Explique-me, por favor, Sr. Deputado, como é que o atual Governo chegou a estas funções dizendo que
conseguiria evitar pedir mais sacrifícios aos portugueses, cortando nas gorduras intermédias, nos gastos
excessivos na máquina do Estado, quando eu, fazendo umas contas muito simples sobre as despesas em
outsourcing a nível dos serviços integrados, ou seja, da administração direta do Estado, vejo 248 milhões de
euros e vejo que, a nível dos serviços e fundos autónomos, ou seja, da administração indireta do Estado,
estão orçamentados 558 300 milhões de euros para 2014. Tudo somado, dá cerca de 1000 milhões de euros,
Sr. Deputado.
Protestos da Deputada do PSD Teresa Leal Coelho.
Se somarmos 558 300 milhões de euros com 248 milhões de euros, faça a conta, por favor, Sr.ª Deputada.

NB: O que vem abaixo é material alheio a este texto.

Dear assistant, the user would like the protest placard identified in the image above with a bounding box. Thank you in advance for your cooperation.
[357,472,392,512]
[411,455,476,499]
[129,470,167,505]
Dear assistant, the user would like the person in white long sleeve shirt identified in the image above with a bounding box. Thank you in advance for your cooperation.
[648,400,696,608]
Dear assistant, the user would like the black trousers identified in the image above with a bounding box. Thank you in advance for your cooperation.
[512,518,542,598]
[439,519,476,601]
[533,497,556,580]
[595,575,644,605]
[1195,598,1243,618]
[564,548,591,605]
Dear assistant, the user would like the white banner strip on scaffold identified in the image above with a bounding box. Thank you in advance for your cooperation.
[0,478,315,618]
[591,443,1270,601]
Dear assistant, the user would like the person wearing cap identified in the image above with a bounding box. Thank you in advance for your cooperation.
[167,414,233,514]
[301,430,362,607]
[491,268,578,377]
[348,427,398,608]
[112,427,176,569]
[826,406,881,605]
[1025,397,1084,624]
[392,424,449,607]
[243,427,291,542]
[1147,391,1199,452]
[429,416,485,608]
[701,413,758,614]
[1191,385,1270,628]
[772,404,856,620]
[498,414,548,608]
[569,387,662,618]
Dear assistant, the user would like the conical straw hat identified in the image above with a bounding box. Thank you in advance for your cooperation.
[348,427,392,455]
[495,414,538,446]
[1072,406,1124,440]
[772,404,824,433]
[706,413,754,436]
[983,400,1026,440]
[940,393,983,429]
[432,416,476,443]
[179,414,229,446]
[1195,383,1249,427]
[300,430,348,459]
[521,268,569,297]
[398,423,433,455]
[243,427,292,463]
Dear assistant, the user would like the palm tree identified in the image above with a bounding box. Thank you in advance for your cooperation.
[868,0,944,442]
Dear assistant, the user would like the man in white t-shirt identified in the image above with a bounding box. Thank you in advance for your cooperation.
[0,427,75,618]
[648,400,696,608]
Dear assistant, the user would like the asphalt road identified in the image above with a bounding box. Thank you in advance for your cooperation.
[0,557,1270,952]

Portanto, Sr. Deputado Adão Silva, este é o paradoxo como o qual o confronto. Como é que o Governo é
capaz de atacar os pensionistas, que já têm a sua vida programada há anos, independentemente da idade que
têm… Os senhores estão a chegar ao pé de pensionistas que têm 80, 85, 90 e 95 anos e dizem-lhes: «O
senhor, no o mês que vem, já não recebe a pensão que recebeu até agora e para a qual descontou». E ao
mesmo tempo são capazes de entregar, em outsourcing puro, que tanto mais necessários serão quanto mais
enfraquecerem a máquina do Estado, este montante, que é um montante absolutamente escandaloso!

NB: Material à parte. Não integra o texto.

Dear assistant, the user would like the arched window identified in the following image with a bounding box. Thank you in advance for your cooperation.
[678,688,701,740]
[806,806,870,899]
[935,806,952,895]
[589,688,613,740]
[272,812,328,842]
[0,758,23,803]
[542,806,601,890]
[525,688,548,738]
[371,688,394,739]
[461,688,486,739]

O Sr. Presidente (Ferro Rodrigues): — Peço-lhe que conclua, Sr.ª Deputada.
A Sr.ª Maria de Belém Roseira (PS): — Mas como lhe disse, Sr. Deputado, leia com atenção o artigo do
Dr. Bagão Félix, ouça com atenção as intervenções da Dr.ª Manuela Ferreira Leite, que respeita com certeza,
e leia com atenção o que escrevem pessoas de várias áreas políticas que não se conformam com aquilo que
está a ser feito e com a garantia da sustentabilidade sempre à custa daqueles que não têm poder
reivindicativo e que, por isso, não se podem opor.
Isso não se faz!
Aplausos do PS.
O Sr. Presidente (Ferro Rodrigues): — Para fazer uma intervenção ao abrigo do n.º 2 do artigo 76.º do
Regimento, tem a palavra a Sr.ª Deputada Inês de Medeiros.
A Sr.ª Inês de Medeiros (PS): — Sr. Presidente, Sr.as
e Srs. Deputados: Tornou-se num exercício quase
doloroso falar de cultura nesta Casa, tal a menorização a que ela está sujeita, sendo-lhe sistematicamente
negado o seu papel fundamental para a criação de uma sociedade mais justa, mais qualificada, mais
dinâmica, mais inventiva, mais democrática.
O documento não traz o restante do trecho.